Marriage is a big commitment. Prenuptial agreements can feel like you’re betting against your commitment to your partner, but that doesn’t have to be the case. Learn how a prenup can protect your finances and when signing one is especially beneficial.
What Is a Prenup?
Divorce is probably the last thing on your mind before walking down the aisle, but thousands of people end their marriages every year. If you go through a divorce, you will have to divide your assets according to state law.
A prenup is an agreement you sign before marriage that helps you and your spouse agree on what should happen to premarital and marital assets in the event of a divorce.
Who Needs One?
Anyone can benefit from a prenup. But they can be especially helpful if:
- You or your partner have a significant amount of individual debt.
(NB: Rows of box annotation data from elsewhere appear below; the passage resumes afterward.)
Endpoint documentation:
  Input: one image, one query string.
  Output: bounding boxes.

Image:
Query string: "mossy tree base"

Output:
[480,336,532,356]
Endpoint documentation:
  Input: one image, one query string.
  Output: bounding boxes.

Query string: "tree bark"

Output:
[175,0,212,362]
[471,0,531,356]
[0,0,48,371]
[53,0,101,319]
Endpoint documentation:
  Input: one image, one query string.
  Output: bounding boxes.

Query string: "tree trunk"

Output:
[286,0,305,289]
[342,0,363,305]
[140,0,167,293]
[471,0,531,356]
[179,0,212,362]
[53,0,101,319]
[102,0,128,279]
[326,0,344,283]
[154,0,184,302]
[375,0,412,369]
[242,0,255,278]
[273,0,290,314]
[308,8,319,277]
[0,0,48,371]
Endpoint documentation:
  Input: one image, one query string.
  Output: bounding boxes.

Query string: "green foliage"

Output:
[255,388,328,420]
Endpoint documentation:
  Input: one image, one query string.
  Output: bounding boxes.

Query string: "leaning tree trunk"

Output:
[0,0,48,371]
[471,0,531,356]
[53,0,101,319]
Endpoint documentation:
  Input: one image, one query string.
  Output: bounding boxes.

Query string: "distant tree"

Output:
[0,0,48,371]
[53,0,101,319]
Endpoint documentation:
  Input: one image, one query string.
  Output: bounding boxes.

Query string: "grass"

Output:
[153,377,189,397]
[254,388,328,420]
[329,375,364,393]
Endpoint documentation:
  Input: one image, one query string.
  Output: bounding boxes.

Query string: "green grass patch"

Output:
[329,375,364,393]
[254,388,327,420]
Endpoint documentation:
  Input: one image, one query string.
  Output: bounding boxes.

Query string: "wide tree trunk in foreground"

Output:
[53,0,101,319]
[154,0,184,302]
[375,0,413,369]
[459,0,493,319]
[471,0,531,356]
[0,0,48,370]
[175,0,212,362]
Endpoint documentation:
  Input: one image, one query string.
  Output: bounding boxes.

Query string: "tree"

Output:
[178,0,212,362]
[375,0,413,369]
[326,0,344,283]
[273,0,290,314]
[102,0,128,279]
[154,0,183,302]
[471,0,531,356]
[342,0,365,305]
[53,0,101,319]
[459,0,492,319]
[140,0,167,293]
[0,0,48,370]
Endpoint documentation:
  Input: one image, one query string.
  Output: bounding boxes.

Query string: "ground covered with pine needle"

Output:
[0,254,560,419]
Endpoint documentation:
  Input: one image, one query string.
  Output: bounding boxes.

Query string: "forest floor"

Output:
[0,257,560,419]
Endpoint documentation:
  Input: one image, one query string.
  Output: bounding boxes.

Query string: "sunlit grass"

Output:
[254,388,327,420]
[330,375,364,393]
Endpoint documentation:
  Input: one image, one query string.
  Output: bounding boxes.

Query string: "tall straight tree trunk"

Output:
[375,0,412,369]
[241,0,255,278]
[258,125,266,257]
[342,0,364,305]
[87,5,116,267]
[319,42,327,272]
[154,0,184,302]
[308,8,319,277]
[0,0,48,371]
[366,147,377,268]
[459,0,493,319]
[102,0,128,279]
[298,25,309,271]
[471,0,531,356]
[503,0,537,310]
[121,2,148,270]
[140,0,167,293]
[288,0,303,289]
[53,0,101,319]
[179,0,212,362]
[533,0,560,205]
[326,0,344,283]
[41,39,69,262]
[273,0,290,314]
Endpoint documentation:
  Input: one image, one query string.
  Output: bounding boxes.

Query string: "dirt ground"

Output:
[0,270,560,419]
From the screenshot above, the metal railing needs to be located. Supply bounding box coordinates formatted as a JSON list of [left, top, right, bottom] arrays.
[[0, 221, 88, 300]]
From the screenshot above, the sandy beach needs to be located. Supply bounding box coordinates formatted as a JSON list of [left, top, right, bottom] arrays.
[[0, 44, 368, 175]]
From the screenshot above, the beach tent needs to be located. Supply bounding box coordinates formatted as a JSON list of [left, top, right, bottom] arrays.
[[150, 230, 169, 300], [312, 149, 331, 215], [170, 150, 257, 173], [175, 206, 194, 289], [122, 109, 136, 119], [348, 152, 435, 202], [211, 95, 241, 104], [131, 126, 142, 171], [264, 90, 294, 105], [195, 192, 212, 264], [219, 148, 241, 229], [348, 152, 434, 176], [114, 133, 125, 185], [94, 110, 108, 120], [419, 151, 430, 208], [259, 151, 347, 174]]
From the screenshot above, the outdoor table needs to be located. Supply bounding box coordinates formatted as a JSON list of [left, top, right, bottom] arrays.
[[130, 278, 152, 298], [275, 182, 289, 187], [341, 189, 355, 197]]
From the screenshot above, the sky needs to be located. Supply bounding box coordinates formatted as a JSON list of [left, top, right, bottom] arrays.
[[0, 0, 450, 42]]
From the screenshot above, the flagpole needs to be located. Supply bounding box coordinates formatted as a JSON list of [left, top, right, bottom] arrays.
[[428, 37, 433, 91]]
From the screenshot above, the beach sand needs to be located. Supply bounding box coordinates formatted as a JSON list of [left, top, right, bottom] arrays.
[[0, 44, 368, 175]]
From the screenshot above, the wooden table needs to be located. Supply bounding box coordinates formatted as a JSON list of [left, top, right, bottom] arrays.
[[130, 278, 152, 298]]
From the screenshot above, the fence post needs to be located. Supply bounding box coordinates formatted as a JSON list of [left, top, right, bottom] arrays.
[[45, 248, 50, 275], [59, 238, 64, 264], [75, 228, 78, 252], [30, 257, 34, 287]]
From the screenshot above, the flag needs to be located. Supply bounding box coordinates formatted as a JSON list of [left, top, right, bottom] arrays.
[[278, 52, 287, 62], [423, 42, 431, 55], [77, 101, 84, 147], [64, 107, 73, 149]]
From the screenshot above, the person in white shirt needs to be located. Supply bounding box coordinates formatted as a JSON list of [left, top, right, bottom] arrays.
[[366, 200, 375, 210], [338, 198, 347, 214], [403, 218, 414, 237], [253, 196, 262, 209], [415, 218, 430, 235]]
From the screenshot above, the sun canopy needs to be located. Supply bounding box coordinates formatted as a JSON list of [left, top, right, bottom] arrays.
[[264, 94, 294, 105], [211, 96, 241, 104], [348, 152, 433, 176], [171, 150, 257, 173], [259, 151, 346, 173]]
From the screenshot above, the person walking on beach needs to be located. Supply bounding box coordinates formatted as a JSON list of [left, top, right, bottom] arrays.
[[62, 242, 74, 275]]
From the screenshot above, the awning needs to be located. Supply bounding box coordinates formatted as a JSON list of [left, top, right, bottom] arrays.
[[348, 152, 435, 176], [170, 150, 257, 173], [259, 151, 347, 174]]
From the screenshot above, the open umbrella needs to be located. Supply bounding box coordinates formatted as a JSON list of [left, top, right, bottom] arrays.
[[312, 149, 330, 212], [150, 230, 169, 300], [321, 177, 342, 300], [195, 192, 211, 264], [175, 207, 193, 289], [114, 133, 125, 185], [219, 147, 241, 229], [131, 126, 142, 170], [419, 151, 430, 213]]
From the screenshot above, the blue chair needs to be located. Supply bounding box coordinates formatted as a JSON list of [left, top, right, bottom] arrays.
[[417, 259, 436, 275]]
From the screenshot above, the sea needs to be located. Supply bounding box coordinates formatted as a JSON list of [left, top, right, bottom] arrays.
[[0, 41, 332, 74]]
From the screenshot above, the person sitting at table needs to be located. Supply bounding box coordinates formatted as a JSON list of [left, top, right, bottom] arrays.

- One partner earns a lot more than the other.
- You or your soon-to-be spouse have children from a previous relationship.
- One of you plans to become a stay-at-home parent.
- There is the potential that you or your partner will receive a large inheritance.
The Pros and Cons
Prenups help couples communicate about finances — an important topic even if you never get divorced. If you ever were to separate, a prenup can make the process more straightforward and less expensive.
On the downside, many couples feel that a prenup runs counter to the idea of lifelong marriage. Additionally, a prenup could favor one spouse. Ideally, each person should have ample opportunity to negotiate the agreement’s terms to ensure it is fair for both of you.